Às vezes entro em crise comigo mesmo. Não sei se estou sendo firme o bastante ou medroso o suficiente para celebrar a minha condição de humano, limitado e assustado com a vida, tanto quanto qualquer um. Acho angustiante ser certinho o tempo todo, controlando o que me habita, que nem chega perto disso. É ruim desempenhar papéis que não são meus, que não me cabem, a não ser que eu subjugue totalmente o que gostaria de fazer [... ... ...]

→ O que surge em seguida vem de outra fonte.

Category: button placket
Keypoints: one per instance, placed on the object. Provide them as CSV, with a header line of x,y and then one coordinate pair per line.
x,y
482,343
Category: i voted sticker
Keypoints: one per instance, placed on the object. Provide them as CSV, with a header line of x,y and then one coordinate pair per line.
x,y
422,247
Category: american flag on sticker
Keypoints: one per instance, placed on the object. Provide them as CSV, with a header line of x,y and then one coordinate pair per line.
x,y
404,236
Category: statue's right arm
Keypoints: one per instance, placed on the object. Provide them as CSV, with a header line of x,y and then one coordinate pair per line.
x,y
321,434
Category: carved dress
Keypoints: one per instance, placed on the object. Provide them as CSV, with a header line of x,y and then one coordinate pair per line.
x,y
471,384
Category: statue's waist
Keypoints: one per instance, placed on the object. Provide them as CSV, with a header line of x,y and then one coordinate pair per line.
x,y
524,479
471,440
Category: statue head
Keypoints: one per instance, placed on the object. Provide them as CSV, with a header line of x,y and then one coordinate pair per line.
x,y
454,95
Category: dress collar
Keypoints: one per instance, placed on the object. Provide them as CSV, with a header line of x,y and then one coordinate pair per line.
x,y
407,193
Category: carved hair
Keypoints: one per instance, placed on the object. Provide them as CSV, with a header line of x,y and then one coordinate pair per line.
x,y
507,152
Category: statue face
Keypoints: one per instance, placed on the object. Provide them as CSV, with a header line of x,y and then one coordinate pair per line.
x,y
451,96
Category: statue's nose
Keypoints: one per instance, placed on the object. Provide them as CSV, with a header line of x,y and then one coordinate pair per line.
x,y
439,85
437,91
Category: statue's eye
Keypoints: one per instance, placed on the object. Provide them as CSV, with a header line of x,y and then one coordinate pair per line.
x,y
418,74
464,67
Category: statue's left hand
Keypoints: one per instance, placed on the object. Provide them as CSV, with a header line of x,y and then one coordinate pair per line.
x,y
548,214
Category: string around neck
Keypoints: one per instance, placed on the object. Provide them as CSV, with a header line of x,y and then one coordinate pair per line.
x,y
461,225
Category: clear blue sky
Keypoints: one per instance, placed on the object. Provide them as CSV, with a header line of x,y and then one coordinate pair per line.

Dá vontade de puxar a corda do bonde, fazendo suas rodas soltarem faíscas na frenagem repentina. Enquanto todos no vagão se reequilibravam zonzos, em suas primeiras cenas de retorno me veriam descer da composição, ladeira abaixo – ou acima – em direção aos meus sonhos, enfartados por uma porção de coisas que não pedi para que me responsabilizassem. 

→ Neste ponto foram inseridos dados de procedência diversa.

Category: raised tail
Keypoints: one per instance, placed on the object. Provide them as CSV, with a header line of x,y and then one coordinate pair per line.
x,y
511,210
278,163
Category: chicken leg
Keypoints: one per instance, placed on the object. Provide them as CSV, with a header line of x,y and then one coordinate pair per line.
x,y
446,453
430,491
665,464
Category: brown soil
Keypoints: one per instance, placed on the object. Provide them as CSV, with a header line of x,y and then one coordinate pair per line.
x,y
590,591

Vejo o tempo escapando por entre os meus dedos e isso me abate a alma. Ergo-me da cama assustado: ‘meu Deus, mais um dia se passou, colocando-me a menos um do meu fim. Quem irá cuidar da minha poesia? Quem vai cantar minhas canções quando eu me for? Quem vai traduzir corretamente tudo o que significou esse saco de ossos, nervos e veias que atendia pelo meu nome quando chamado?’ 

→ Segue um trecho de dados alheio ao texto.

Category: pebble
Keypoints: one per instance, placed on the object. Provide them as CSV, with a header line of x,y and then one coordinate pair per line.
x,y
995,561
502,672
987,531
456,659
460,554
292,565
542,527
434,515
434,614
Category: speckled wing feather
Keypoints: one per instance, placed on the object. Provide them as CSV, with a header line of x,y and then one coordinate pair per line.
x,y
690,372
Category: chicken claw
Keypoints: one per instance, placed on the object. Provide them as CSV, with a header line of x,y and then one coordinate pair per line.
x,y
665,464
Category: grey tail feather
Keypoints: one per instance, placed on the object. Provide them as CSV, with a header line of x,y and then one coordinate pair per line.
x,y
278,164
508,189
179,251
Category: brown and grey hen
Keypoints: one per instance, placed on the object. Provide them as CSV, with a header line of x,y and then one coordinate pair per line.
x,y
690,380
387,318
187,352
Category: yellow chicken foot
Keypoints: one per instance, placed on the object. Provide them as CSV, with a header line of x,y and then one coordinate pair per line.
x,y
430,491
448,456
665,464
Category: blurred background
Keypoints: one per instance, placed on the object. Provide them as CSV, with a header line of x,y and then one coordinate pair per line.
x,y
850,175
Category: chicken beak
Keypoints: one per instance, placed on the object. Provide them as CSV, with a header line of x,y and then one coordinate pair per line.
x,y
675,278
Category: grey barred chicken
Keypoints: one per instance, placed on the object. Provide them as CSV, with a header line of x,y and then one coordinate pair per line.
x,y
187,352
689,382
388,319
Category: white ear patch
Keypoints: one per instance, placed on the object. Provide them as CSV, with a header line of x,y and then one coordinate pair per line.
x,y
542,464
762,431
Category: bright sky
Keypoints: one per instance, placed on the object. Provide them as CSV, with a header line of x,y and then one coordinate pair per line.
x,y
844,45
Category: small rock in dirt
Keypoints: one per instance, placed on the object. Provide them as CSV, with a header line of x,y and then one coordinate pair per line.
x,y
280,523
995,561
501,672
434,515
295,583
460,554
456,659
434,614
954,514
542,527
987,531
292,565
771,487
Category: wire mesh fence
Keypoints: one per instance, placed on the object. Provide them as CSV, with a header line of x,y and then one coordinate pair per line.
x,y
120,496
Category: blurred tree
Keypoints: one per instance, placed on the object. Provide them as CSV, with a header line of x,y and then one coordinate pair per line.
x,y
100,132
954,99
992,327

Uma faísca de esperança nasce teimosa, lá no último cômodo da minha alma. Um vento qualquer e travesso pode apagá-la, tão frágil e delicada é sua chama. Não me provoquem! Posso apertá-la entre os dedos, sentindo a dor derradeira de sua queimadura quase insignificante. Depois, ergo-me e vou por aí... Procurando alguma poesia, escondida num canto qualquer e esperando por alguém tão desatento quanto eu, que nela esbarre sem querer..."

Allison Ambrósio 

Fonte: http://www.paraquemtemaalmagrande.blogspot.com/

Então reflito: estou fazendo o que deveria, no sentido de dar à minha vida todo o significado que ela pode ter? Tenho coragem para assumir os riscos de viver para além da mediocridade? Posso dizer que o meu ontem foi vivido como deveria? E o meu hoje? Tudo o que sou tem se traduzido em um legado? A quantas anda minha esperança?

Antes que alguém interprete erradamente que estou criticando o autor do texto, ao contrário: ele parecia ter a exata noção desses questionamentos. Por isso escreveu. E o que pareceria um devaneio, como o próprio título sugere, trata-se de um preciso e lúcido lampejo de uma decisiva reflexão. Decisiva para quem encara realizá-la.

Eis, assim, o grande desafio: fazer a vida valer a pena. Viver de modo a não se arrepender. Dar a cada momento o significado que ele tem. Se não tenho a poltrona para sentar, que bom ter alguém que sente no chão comigo. Se não posso comprar caviar, que bom o franguinho assado que mata a minha fome.

Até quando vamos esperar por acontecimentos extraordinários para, a partir daí, nos considerarmos pessoas felizes? Pelo que estamos esperando? Lembre que você tem hoje o que há cinco anos imaginava ser o suficiente para lhe fazer feliz – ou pelo menos satisfeito.   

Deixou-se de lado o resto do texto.